Cependant, en voyant les doigts arriver, Gabriel eut un mouvement de recul. Olivier le regarda alors plus inquiet encore, puis doucement, il lui prit la main et l'entraîna vers le canapé du salon. Et alors qu'ils s'installaient l'un contre l'autre, Olivier eut comme un flash et se contenta de prendre un coussin, de le mettre au sol et de s'y asseoir, entraînant avec lui l'ange démon qui semblait maintenant dans un autre monde. Il le força à s'allonger et à poser sa tête sur ses genoux. Doucement l'ange sans ailes lui caressa les cheveux et lui murmura des paroles rassurantes.

« Son âme n'en aurait jamais fini avec ses démons... » pensa-t-il avec tristesse alors que Gabriel somnolait maintenant dans ses bras.

— Tu vois que tu avais besoin de dormir..., chuchota Olivier à son attention, avant de finir par s'endormir à son tour.

Il fut réveillé une heure plus tard par de légers coups sur la porte d'entrée. Précautionneusement, il se leva sans réveiller Gabriel et alla ouvrir.

Adam, l'associé de son amant et en cette occasion exceptionnelle son futur client, fit une grimace en le voyant à la porte. Olivier se contenta d'un haussement d'épaules avant de sortir dans le couloir.

— Il dort et je ne veux pas qu'il se réveille, expliqua-t-il avant de reprendre :

— D'après ce que m'a dit Gabriel, tu veux m'embaucher ?
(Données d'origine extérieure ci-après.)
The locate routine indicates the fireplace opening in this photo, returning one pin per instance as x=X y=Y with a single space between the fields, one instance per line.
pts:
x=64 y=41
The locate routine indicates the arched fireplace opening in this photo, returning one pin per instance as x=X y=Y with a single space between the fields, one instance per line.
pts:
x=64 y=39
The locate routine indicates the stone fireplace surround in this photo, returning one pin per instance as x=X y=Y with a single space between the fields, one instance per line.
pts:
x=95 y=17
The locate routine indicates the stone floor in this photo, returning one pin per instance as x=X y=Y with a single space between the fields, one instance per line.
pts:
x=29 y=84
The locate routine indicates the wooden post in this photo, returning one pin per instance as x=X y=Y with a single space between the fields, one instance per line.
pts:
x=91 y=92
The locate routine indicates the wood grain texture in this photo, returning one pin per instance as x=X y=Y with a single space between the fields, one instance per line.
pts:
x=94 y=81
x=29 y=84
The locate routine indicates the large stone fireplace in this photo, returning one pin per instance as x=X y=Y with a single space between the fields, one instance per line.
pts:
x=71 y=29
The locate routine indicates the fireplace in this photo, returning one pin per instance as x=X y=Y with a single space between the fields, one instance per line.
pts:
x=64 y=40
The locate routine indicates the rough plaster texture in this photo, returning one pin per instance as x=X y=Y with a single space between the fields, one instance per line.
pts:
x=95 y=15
Adam esquissa une nouvelle grimace.

— Effectivement souffla-t-il, les mots ayant visiblement du mal à passer ses lèvres. J'aurais besoin que tu te rendes le plus rapidement possible à l'hôpital français du centre. Là-bas tu devras demander la chambre d'un certain Mickaël Braillet et il faudra le ramener ici.

— Le ramener ici ! s'exclama Olivier, attends, je ne fais pas dans les enlèvements moi !

— Pour quelqu'un qui se battait pour vivre, je trouve que tu as beaucoup de scrupules ! Je comprends pourquoi ta clientèle se fait rare...

Vexé, Olivier le défia du regard et fit mine de rentrer dans l'appartement en disant :

— Connard ! Le retour dans le droit chemin, tu connais, non ? Visiblement énervé, Adam le retint par la manche.

— Tu veux le boulot ou pas ? s'écria ce dernier.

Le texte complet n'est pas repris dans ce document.